I don't subscribe to the idea of the military turning aginst it's civilians. Agreed, there are examples around the world from time to time. I strongly believe that the conditions are totally different here. Still, I like your idea and think the notorious Milgram experiments add to your ideas. You'll certainly find them intriguing, if you don't already know of them.

Under the Milgram study, people were proven to respond to an authority figure against all their moral values. Some that took part exhibited compliance so extreme that they 'in effect' electrocuted people to death simply because they were told to. A very small minority refused to do as they were told. When I studied this at University, we were told that such a study would never be allowed again due to the ethics. Never say never!

In 2007 Professor Burger PhD, replicated the study and showed that people are just people. His recent study repeated the findings. Most of us will elctrocute a stranger if an authority figure directs us.

You can see where a human tendency towards compliance would be useful if a military was directed against it's own civilians.

[edit on 26-12-2008 by Kandinsky]

posted on Dec, 26 2008 @ 04:46 AM

Originally posted by smokehouseslim
Of course they'd turn on American Citizens hell the American Miltary hasn't won a Conflict/War since WW2

Do you really believe this or were you just trying to stir up a comments frenzy? Does Desert Storm ring any bells? please

posted on Dec, 26 2008 @ 05:18 AM
Then there's also The Lucifer Effect.

posted on Dec, 26 2008 @ 05:22 AM
i think the army is working for the jba. i could be wrong about the whole national security policy and so fourth but i dont know seems kind of tricky all that al-queda running around.

posted on Dec, 26 2008 @ 05:36 AM

Originally posted by John Browns Army
i think the army is working for the jba. i could be wrong about the whole national security policy and so fourth but i dont know seems kind of tricky all that "al-queda" running around.


posted on Dec, 26 2008 @ 08:04 AM
reply to post by jhill76

Here are two more case studies you might want to look into:

1. The Milgram Experiment
A famous experiment where the majority of the participants would've shock a fellow human being to death if told to do so by a person of authority. (any first year psychology textbook usually includes this experiment)

2.The Third Wave
High School teacher Ron Jones demonstrated that within 4 days regular American high school kids could be turned into something much akin to Nazi Germany.

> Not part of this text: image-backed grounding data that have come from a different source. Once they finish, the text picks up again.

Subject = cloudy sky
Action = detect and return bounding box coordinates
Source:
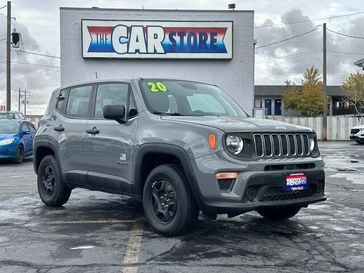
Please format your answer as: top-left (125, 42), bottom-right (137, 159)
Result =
top-left (0, 0), bottom-right (364, 114)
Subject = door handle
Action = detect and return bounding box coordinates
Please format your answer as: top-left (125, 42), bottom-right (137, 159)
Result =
top-left (87, 127), bottom-right (100, 135)
top-left (53, 125), bottom-right (65, 132)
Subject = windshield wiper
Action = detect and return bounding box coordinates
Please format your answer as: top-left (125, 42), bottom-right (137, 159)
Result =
top-left (152, 111), bottom-right (182, 116)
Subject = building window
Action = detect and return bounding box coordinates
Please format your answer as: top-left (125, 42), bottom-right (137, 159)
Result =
top-left (254, 99), bottom-right (262, 108)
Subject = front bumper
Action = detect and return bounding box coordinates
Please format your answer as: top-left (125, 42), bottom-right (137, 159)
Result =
top-left (191, 153), bottom-right (326, 215)
top-left (350, 132), bottom-right (364, 140)
top-left (200, 169), bottom-right (325, 214)
top-left (0, 143), bottom-right (17, 159)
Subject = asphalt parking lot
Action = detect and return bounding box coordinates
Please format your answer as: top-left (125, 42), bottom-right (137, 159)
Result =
top-left (0, 141), bottom-right (363, 273)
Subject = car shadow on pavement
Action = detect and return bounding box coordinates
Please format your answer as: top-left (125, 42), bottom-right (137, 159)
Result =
top-left (0, 157), bottom-right (33, 165)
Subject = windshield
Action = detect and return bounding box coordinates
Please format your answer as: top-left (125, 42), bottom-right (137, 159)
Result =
top-left (139, 79), bottom-right (248, 117)
top-left (0, 120), bottom-right (19, 134)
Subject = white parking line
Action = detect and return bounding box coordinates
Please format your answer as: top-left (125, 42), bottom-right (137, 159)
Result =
top-left (121, 219), bottom-right (144, 273)
top-left (0, 219), bottom-right (140, 226)
top-left (46, 219), bottom-right (138, 225)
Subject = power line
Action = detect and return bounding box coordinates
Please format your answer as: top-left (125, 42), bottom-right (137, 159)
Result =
top-left (256, 25), bottom-right (320, 49)
top-left (14, 49), bottom-right (60, 59)
top-left (327, 28), bottom-right (364, 40)
top-left (256, 50), bottom-right (321, 64)
top-left (327, 50), bottom-right (364, 55)
top-left (11, 60), bottom-right (60, 68)
top-left (0, 4), bottom-right (6, 9)
top-left (255, 10), bottom-right (364, 29)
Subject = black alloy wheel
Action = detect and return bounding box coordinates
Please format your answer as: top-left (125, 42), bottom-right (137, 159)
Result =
top-left (15, 145), bottom-right (24, 163)
top-left (37, 155), bottom-right (72, 207)
top-left (150, 179), bottom-right (177, 223)
top-left (143, 164), bottom-right (199, 236)
top-left (41, 165), bottom-right (56, 197)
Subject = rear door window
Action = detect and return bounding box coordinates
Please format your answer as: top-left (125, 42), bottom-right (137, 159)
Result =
top-left (66, 85), bottom-right (93, 118)
top-left (27, 122), bottom-right (36, 133)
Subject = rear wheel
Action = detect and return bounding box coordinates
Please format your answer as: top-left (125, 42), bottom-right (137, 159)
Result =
top-left (14, 145), bottom-right (24, 164)
top-left (143, 164), bottom-right (199, 236)
top-left (37, 155), bottom-right (71, 207)
top-left (257, 206), bottom-right (301, 220)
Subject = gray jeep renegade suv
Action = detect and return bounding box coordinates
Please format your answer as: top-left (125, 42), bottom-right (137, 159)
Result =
top-left (34, 78), bottom-right (326, 236)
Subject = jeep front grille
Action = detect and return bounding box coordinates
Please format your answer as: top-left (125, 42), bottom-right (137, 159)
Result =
top-left (253, 133), bottom-right (310, 157)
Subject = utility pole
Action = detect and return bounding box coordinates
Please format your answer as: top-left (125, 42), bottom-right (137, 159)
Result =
top-left (18, 88), bottom-right (21, 111)
top-left (24, 89), bottom-right (27, 115)
top-left (6, 1), bottom-right (11, 111)
top-left (322, 23), bottom-right (328, 141)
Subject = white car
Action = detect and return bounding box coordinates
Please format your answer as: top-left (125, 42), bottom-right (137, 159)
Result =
top-left (350, 124), bottom-right (364, 144)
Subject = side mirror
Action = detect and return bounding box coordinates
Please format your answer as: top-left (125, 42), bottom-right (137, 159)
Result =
top-left (103, 105), bottom-right (126, 123)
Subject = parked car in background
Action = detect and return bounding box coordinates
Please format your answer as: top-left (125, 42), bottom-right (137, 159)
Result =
top-left (0, 111), bottom-right (25, 120)
top-left (350, 124), bottom-right (364, 144)
top-left (0, 119), bottom-right (36, 163)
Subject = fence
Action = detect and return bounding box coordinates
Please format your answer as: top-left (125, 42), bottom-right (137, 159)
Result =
top-left (269, 116), bottom-right (364, 140)
top-left (25, 115), bottom-right (363, 141)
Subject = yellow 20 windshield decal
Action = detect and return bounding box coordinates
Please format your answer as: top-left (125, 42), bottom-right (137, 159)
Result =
top-left (147, 81), bottom-right (168, 93)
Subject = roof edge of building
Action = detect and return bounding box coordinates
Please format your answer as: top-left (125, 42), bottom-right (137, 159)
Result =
top-left (59, 7), bottom-right (254, 13)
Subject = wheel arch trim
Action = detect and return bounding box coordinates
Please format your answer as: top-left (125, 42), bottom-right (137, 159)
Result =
top-left (133, 143), bottom-right (205, 209)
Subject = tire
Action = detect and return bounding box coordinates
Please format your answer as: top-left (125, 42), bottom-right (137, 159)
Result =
top-left (143, 164), bottom-right (199, 236)
top-left (257, 206), bottom-right (301, 221)
top-left (356, 140), bottom-right (364, 145)
top-left (14, 145), bottom-right (24, 164)
top-left (37, 155), bottom-right (71, 207)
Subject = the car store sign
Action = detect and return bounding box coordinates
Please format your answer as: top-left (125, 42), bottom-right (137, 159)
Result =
top-left (81, 20), bottom-right (233, 59)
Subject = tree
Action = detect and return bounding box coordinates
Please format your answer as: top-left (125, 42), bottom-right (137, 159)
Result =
top-left (342, 72), bottom-right (364, 116)
top-left (282, 80), bottom-right (299, 110)
top-left (282, 67), bottom-right (324, 117)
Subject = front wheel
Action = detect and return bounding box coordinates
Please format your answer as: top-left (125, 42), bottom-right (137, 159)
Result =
top-left (14, 145), bottom-right (24, 164)
top-left (143, 164), bottom-right (199, 236)
top-left (257, 206), bottom-right (301, 220)
top-left (356, 140), bottom-right (364, 145)
top-left (37, 155), bottom-right (72, 207)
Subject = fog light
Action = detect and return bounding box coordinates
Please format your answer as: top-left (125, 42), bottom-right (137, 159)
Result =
top-left (216, 172), bottom-right (238, 191)
top-left (216, 172), bottom-right (238, 180)
top-left (246, 187), bottom-right (256, 201)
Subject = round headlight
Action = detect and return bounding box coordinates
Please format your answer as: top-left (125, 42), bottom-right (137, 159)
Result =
top-left (226, 135), bottom-right (244, 155)
top-left (309, 138), bottom-right (315, 152)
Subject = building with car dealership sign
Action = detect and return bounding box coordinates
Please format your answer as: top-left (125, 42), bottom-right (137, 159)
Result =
top-left (60, 8), bottom-right (254, 113)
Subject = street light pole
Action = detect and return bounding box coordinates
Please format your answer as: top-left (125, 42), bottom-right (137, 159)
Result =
top-left (6, 1), bottom-right (11, 111)
top-left (322, 23), bottom-right (328, 141)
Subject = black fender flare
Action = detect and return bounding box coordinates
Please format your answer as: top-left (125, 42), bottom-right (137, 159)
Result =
top-left (132, 143), bottom-right (205, 209)
top-left (33, 137), bottom-right (62, 174)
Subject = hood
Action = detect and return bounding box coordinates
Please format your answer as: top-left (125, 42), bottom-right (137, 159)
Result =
top-left (0, 134), bottom-right (17, 140)
top-left (161, 116), bottom-right (313, 133)
top-left (353, 124), bottom-right (364, 129)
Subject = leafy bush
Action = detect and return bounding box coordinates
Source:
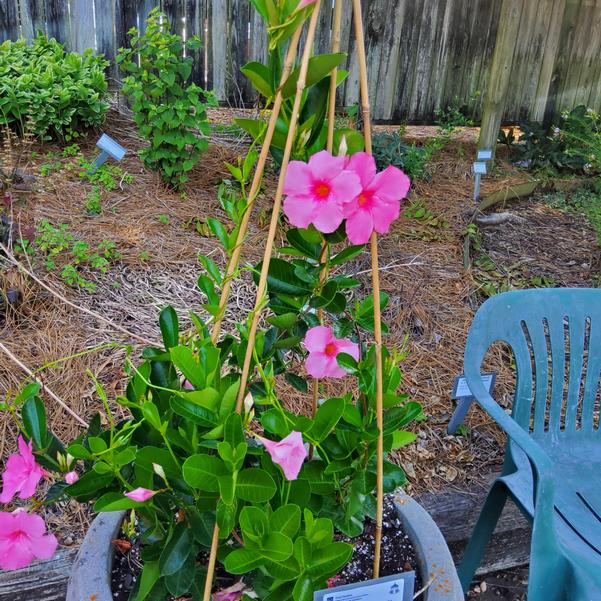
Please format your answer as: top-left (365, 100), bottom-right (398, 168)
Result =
top-left (117, 8), bottom-right (215, 188)
top-left (0, 34), bottom-right (109, 141)
top-left (510, 105), bottom-right (601, 175)
top-left (372, 129), bottom-right (444, 180)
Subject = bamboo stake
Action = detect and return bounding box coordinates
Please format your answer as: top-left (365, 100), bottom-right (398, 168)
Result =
top-left (351, 0), bottom-right (384, 579)
top-left (210, 25), bottom-right (303, 344)
top-left (310, 0), bottom-right (343, 459)
top-left (234, 0), bottom-right (323, 414)
top-left (202, 10), bottom-right (322, 600)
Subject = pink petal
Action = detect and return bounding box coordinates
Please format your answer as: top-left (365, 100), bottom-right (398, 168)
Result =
top-left (17, 437), bottom-right (33, 463)
top-left (322, 354), bottom-right (346, 378)
top-left (13, 511), bottom-right (46, 537)
top-left (335, 338), bottom-right (360, 362)
top-left (32, 531), bottom-right (58, 560)
top-left (125, 487), bottom-right (156, 502)
top-left (305, 352), bottom-right (329, 379)
top-left (298, 0), bottom-right (317, 7)
top-left (0, 537), bottom-right (35, 570)
top-left (307, 150), bottom-right (346, 181)
top-left (348, 152), bottom-right (377, 188)
top-left (369, 165), bottom-right (410, 202)
top-left (283, 196), bottom-right (316, 229)
top-left (303, 326), bottom-right (333, 353)
top-left (329, 170), bottom-right (363, 205)
top-left (312, 203), bottom-right (345, 233)
top-left (65, 471), bottom-right (79, 485)
top-left (345, 210), bottom-right (374, 244)
top-left (19, 468), bottom-right (43, 499)
top-left (371, 200), bottom-right (400, 235)
top-left (284, 160), bottom-right (314, 197)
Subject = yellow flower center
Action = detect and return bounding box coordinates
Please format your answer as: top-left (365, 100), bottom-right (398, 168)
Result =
top-left (357, 193), bottom-right (368, 206)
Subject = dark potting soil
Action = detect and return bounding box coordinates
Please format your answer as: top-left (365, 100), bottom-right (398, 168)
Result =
top-left (111, 495), bottom-right (422, 599)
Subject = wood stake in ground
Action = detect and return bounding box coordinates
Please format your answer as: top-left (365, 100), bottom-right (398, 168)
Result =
top-left (210, 25), bottom-right (303, 343)
top-left (352, 0), bottom-right (385, 578)
top-left (234, 1), bottom-right (323, 414)
top-left (202, 10), bottom-right (321, 600)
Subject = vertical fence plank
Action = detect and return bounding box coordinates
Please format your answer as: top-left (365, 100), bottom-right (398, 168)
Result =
top-left (231, 0), bottom-right (251, 105)
top-left (46, 0), bottom-right (70, 44)
top-left (186, 0), bottom-right (205, 86)
top-left (69, 0), bottom-right (96, 53)
top-left (571, 0), bottom-right (601, 108)
top-left (20, 0), bottom-right (47, 40)
top-left (314, 0), bottom-right (332, 55)
top-left (95, 0), bottom-right (120, 83)
top-left (210, 0), bottom-right (230, 101)
top-left (162, 0), bottom-right (186, 37)
top-left (0, 0), bottom-right (20, 42)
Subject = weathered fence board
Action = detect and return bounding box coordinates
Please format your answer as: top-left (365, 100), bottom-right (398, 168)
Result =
top-left (1, 0), bottom-right (600, 123)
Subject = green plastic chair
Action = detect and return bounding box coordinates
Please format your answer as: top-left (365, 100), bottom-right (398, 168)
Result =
top-left (457, 288), bottom-right (601, 601)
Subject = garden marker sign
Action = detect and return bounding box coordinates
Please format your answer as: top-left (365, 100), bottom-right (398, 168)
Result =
top-left (448, 372), bottom-right (496, 434)
top-left (314, 572), bottom-right (415, 601)
top-left (473, 149), bottom-right (492, 202)
top-left (88, 134), bottom-right (127, 174)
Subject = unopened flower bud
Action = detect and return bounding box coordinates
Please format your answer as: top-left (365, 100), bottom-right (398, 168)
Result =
top-left (337, 135), bottom-right (348, 157)
top-left (152, 463), bottom-right (166, 480)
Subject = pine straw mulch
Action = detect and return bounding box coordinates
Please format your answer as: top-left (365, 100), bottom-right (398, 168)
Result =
top-left (0, 109), bottom-right (598, 546)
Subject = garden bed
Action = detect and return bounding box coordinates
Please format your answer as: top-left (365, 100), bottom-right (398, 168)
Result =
top-left (1, 109), bottom-right (599, 584)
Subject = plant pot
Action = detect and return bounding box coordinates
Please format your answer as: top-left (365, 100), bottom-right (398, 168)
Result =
top-left (394, 490), bottom-right (463, 601)
top-left (66, 510), bottom-right (126, 601)
top-left (68, 497), bottom-right (463, 601)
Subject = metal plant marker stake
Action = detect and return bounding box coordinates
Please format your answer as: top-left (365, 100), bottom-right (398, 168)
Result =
top-left (88, 133), bottom-right (127, 174)
top-left (473, 149), bottom-right (492, 203)
top-left (448, 372), bottom-right (496, 434)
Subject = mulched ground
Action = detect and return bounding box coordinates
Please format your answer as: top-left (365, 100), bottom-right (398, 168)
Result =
top-left (1, 108), bottom-right (600, 571)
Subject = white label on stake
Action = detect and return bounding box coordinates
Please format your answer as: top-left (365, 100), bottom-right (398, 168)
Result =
top-left (322, 578), bottom-right (404, 601)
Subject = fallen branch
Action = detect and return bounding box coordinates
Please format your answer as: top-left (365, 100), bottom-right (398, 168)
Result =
top-left (0, 341), bottom-right (87, 427)
top-left (0, 243), bottom-right (157, 347)
top-left (475, 212), bottom-right (527, 226)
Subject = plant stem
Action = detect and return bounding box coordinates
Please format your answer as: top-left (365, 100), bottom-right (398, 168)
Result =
top-left (351, 0), bottom-right (384, 579)
top-left (210, 25), bottom-right (303, 344)
top-left (234, 1), bottom-right (324, 414)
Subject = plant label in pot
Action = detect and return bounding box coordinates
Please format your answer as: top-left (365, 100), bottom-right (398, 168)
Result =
top-left (314, 572), bottom-right (415, 601)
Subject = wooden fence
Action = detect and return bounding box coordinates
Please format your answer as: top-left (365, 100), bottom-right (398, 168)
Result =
top-left (1, 0), bottom-right (600, 123)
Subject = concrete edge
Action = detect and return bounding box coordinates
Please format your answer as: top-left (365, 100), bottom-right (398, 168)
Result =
top-left (66, 511), bottom-right (126, 601)
top-left (394, 490), bottom-right (464, 601)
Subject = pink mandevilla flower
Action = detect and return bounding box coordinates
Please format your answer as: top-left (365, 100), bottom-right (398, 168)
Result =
top-left (0, 510), bottom-right (58, 570)
top-left (303, 326), bottom-right (359, 379)
top-left (343, 152), bottom-right (410, 244)
top-left (283, 150), bottom-right (361, 233)
top-left (65, 471), bottom-right (79, 485)
top-left (213, 580), bottom-right (248, 601)
top-left (0, 436), bottom-right (46, 503)
top-left (259, 431), bottom-right (307, 481)
top-left (124, 487), bottom-right (157, 502)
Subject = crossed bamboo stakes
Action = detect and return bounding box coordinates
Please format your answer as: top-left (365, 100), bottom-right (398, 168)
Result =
top-left (202, 2), bottom-right (385, 597)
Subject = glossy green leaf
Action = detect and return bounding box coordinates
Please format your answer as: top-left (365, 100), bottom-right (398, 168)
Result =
top-left (236, 468), bottom-right (276, 502)
top-left (159, 523), bottom-right (194, 576)
top-left (271, 504), bottom-right (301, 539)
top-left (281, 53), bottom-right (346, 98)
top-left (308, 397), bottom-right (344, 442)
top-left (170, 397), bottom-right (219, 427)
top-left (165, 551), bottom-right (196, 596)
top-left (330, 244), bottom-right (366, 266)
top-left (182, 454), bottom-right (227, 491)
top-left (159, 306), bottom-right (179, 349)
top-left (136, 560), bottom-right (160, 601)
top-left (22, 396), bottom-right (46, 450)
top-left (94, 492), bottom-right (147, 512)
top-left (292, 574), bottom-right (313, 601)
top-left (224, 548), bottom-right (262, 574)
top-left (241, 61), bottom-right (273, 97)
top-left (256, 258), bottom-right (313, 296)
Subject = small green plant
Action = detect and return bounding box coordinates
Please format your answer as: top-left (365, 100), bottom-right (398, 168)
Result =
top-left (39, 160), bottom-right (62, 177)
top-left (545, 188), bottom-right (601, 244)
top-left (434, 94), bottom-right (478, 132)
top-left (77, 158), bottom-right (133, 191)
top-left (157, 213), bottom-right (170, 225)
top-left (117, 8), bottom-right (215, 188)
top-left (372, 129), bottom-right (445, 180)
top-left (62, 144), bottom-right (80, 158)
top-left (84, 187), bottom-right (102, 215)
top-left (139, 250), bottom-right (150, 262)
top-left (0, 34), bottom-right (108, 140)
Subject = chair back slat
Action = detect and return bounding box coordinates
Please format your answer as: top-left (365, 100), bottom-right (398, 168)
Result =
top-left (464, 289), bottom-right (601, 437)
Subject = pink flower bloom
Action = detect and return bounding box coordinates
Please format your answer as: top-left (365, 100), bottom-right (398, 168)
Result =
top-left (343, 152), bottom-right (410, 244)
top-left (0, 511), bottom-right (57, 570)
top-left (259, 432), bottom-right (307, 481)
top-left (183, 380), bottom-right (194, 390)
top-left (283, 150), bottom-right (361, 233)
top-left (64, 471), bottom-right (79, 485)
top-left (0, 436), bottom-right (45, 503)
top-left (303, 326), bottom-right (359, 379)
top-left (213, 580), bottom-right (248, 601)
top-left (124, 487), bottom-right (156, 502)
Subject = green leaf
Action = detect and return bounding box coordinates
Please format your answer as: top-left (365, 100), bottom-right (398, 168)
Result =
top-left (330, 244), bottom-right (366, 266)
top-left (271, 504), bottom-right (301, 538)
top-left (217, 499), bottom-right (237, 536)
top-left (392, 430), bottom-right (417, 449)
top-left (142, 400), bottom-right (163, 430)
top-left (224, 548), bottom-right (262, 574)
top-left (267, 312), bottom-right (298, 330)
top-left (336, 352), bottom-right (359, 374)
top-left (136, 560), bottom-right (160, 601)
top-left (292, 575), bottom-right (313, 601)
top-left (281, 53), bottom-right (346, 98)
top-left (285, 372), bottom-right (308, 393)
top-left (383, 402), bottom-right (422, 435)
top-left (159, 306), bottom-right (179, 349)
top-left (13, 382), bottom-right (41, 406)
top-left (236, 468), bottom-right (276, 502)
top-left (286, 228), bottom-right (322, 259)
top-left (308, 397), bottom-right (344, 442)
top-left (165, 551), bottom-right (196, 596)
top-left (22, 396), bottom-right (47, 449)
top-left (94, 492), bottom-right (148, 512)
top-left (207, 218), bottom-right (230, 250)
top-left (224, 412), bottom-right (245, 447)
top-left (241, 61), bottom-right (273, 97)
top-left (307, 542), bottom-right (353, 581)
top-left (159, 523), bottom-right (194, 576)
top-left (256, 258), bottom-right (312, 296)
top-left (260, 531), bottom-right (294, 561)
top-left (65, 471), bottom-right (114, 500)
top-left (382, 460), bottom-right (406, 490)
top-left (299, 461), bottom-right (335, 495)
top-left (170, 345), bottom-right (204, 389)
top-left (239, 505), bottom-right (268, 542)
top-left (170, 397), bottom-right (219, 427)
top-left (183, 454), bottom-right (227, 491)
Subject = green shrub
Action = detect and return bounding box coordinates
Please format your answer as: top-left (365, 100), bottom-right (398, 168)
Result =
top-left (117, 8), bottom-right (215, 188)
top-left (0, 34), bottom-right (109, 141)
top-left (372, 129), bottom-right (445, 180)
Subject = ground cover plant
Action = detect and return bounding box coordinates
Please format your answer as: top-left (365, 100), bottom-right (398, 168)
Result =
top-left (118, 9), bottom-right (215, 189)
top-left (0, 34), bottom-right (109, 141)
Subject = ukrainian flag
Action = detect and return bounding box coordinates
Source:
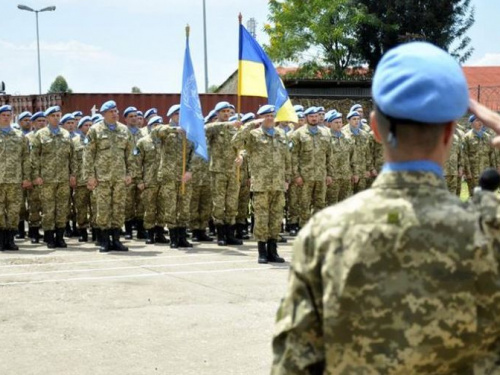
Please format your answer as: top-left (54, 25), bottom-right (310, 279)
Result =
top-left (238, 24), bottom-right (298, 123)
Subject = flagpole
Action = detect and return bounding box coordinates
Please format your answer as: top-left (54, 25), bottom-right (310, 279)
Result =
top-left (236, 13), bottom-right (243, 184)
top-left (181, 24), bottom-right (190, 196)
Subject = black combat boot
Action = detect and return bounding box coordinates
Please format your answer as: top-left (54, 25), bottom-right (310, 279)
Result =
top-left (146, 228), bottom-right (155, 244)
top-left (29, 227), bottom-right (40, 244)
top-left (289, 224), bottom-right (299, 237)
top-left (225, 224), bottom-right (243, 246)
top-left (65, 222), bottom-right (72, 238)
top-left (216, 224), bottom-right (226, 246)
top-left (136, 220), bottom-right (146, 239)
top-left (93, 228), bottom-right (101, 246)
top-left (267, 239), bottom-right (285, 263)
top-left (169, 228), bottom-right (179, 249)
top-left (0, 229), bottom-right (4, 251)
top-left (193, 229), bottom-right (213, 242)
top-left (257, 241), bottom-right (268, 264)
top-left (124, 220), bottom-right (133, 240)
top-left (235, 223), bottom-right (250, 240)
top-left (78, 228), bottom-right (88, 242)
top-left (155, 226), bottom-right (170, 244)
top-left (16, 221), bottom-right (26, 239)
top-left (278, 234), bottom-right (288, 243)
top-left (4, 230), bottom-right (19, 251)
top-left (99, 229), bottom-right (109, 253)
top-left (45, 230), bottom-right (56, 249)
top-left (208, 219), bottom-right (216, 236)
top-left (178, 227), bottom-right (193, 248)
top-left (111, 229), bottom-right (129, 252)
top-left (55, 228), bottom-right (68, 248)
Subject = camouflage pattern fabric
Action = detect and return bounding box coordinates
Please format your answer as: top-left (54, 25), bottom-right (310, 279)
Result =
top-left (299, 180), bottom-right (326, 227)
top-left (444, 131), bottom-right (463, 195)
top-left (40, 183), bottom-right (70, 230)
top-left (342, 126), bottom-right (372, 193)
top-left (326, 178), bottom-right (352, 206)
top-left (211, 171), bottom-right (240, 225)
top-left (160, 181), bottom-right (191, 228)
top-left (94, 181), bottom-right (126, 229)
top-left (189, 153), bottom-right (212, 231)
top-left (236, 152), bottom-right (250, 225)
top-left (0, 184), bottom-right (23, 230)
top-left (142, 185), bottom-right (166, 230)
top-left (463, 130), bottom-right (496, 196)
top-left (286, 183), bottom-right (301, 226)
top-left (252, 191), bottom-right (285, 242)
top-left (28, 186), bottom-right (42, 227)
top-left (74, 185), bottom-right (91, 229)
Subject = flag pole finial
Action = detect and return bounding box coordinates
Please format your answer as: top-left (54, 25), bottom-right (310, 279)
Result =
top-left (186, 24), bottom-right (190, 38)
top-left (238, 13), bottom-right (242, 24)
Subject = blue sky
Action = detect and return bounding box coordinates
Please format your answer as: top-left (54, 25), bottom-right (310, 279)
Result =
top-left (1, 0), bottom-right (498, 95)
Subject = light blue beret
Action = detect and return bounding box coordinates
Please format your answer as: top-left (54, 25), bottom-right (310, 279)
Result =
top-left (373, 41), bottom-right (468, 123)
top-left (304, 106), bottom-right (318, 116)
top-left (293, 105), bottom-right (304, 112)
top-left (44, 106), bottom-right (61, 116)
top-left (18, 111), bottom-right (32, 121)
top-left (204, 109), bottom-right (217, 123)
top-left (350, 104), bottom-right (362, 112)
top-left (469, 115), bottom-right (477, 123)
top-left (241, 112), bottom-right (256, 123)
top-left (78, 116), bottom-right (92, 128)
top-left (327, 112), bottom-right (343, 122)
top-left (167, 104), bottom-right (181, 117)
top-left (325, 110), bottom-right (337, 119)
top-left (72, 111), bottom-right (83, 117)
top-left (60, 113), bottom-right (75, 125)
top-left (123, 106), bottom-right (138, 117)
top-left (0, 105), bottom-right (12, 114)
top-left (347, 110), bottom-right (360, 120)
top-left (229, 104), bottom-right (235, 110)
top-left (31, 111), bottom-right (45, 121)
top-left (137, 111), bottom-right (144, 117)
top-left (297, 111), bottom-right (305, 119)
top-left (257, 104), bottom-right (275, 116)
top-left (11, 123), bottom-right (20, 130)
top-left (92, 114), bottom-right (103, 124)
top-left (100, 100), bottom-right (117, 113)
top-left (228, 115), bottom-right (238, 122)
top-left (148, 115), bottom-right (163, 127)
top-left (144, 108), bottom-right (157, 118)
top-left (317, 106), bottom-right (325, 113)
top-left (214, 101), bottom-right (231, 112)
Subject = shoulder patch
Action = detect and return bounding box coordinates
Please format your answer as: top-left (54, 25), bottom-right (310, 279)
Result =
top-left (387, 211), bottom-right (401, 225)
top-left (133, 147), bottom-right (140, 156)
top-left (84, 137), bottom-right (89, 145)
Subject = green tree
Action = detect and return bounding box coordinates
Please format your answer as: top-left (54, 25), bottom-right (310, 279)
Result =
top-left (264, 0), bottom-right (363, 79)
top-left (131, 86), bottom-right (142, 93)
top-left (355, 0), bottom-right (475, 69)
top-left (207, 84), bottom-right (219, 93)
top-left (47, 75), bottom-right (72, 94)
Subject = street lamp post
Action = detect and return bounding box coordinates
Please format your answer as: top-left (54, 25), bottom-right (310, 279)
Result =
top-left (202, 0), bottom-right (209, 93)
top-left (17, 4), bottom-right (56, 95)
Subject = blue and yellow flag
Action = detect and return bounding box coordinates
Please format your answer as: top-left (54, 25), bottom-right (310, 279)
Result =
top-left (238, 24), bottom-right (297, 123)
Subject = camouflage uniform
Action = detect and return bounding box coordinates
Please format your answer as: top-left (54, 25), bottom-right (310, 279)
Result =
top-left (367, 131), bottom-right (384, 188)
top-left (235, 151), bottom-right (251, 228)
top-left (31, 127), bottom-right (75, 231)
top-left (83, 121), bottom-right (134, 230)
top-left (72, 134), bottom-right (92, 230)
top-left (444, 130), bottom-right (463, 195)
top-left (463, 129), bottom-right (496, 196)
top-left (342, 126), bottom-right (372, 193)
top-left (189, 153), bottom-right (212, 232)
top-left (26, 131), bottom-right (42, 231)
top-left (290, 125), bottom-right (332, 227)
top-left (326, 130), bottom-right (358, 206)
top-left (124, 127), bottom-right (145, 235)
top-left (271, 171), bottom-right (500, 374)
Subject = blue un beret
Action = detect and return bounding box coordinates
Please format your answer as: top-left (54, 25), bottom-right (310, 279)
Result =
top-left (167, 104), bottom-right (181, 117)
top-left (347, 110), bottom-right (360, 120)
top-left (0, 105), bottom-right (12, 114)
top-left (373, 41), bottom-right (468, 123)
top-left (257, 104), bottom-right (275, 116)
top-left (144, 108), bottom-right (157, 118)
top-left (92, 114), bottom-right (103, 124)
top-left (293, 105), bottom-right (304, 113)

Unfortunately, the experiment was not well documented.

Sorry Kandinsky, just read your post.

[edit on 26/12/08 by ConspiracyNut23]

posted on Dec, 26 2008 @ 08:37 AM
All it takes is a little, very little, searching through our own history to find out just what our own will do to us if ordered.
Examples like the WWI Vets in D.C. during the Depression, The National Gaurd murdering striking mine workers (Rednecks) in Colorado, I believe or the Kent State incident are merely the tip of the iceberg.
Young men and women have time and again been used to attack their own. I believe that this is one reason that our forefathers were against "standing armies". This was the reason behind Posse Comatades [spelling].

posted on Dec, 26 2008 @ 08:59 AM
I am sure that there were some good soldiers in Nazi Germany as well...but the culture of being a "good soldier" means obeying orders. The question is at what point will good soldiers question immoral orders...the answer is that very on the lower rungs of authority will not but that it can come from higher levels (as it was in Operation Valkyrie).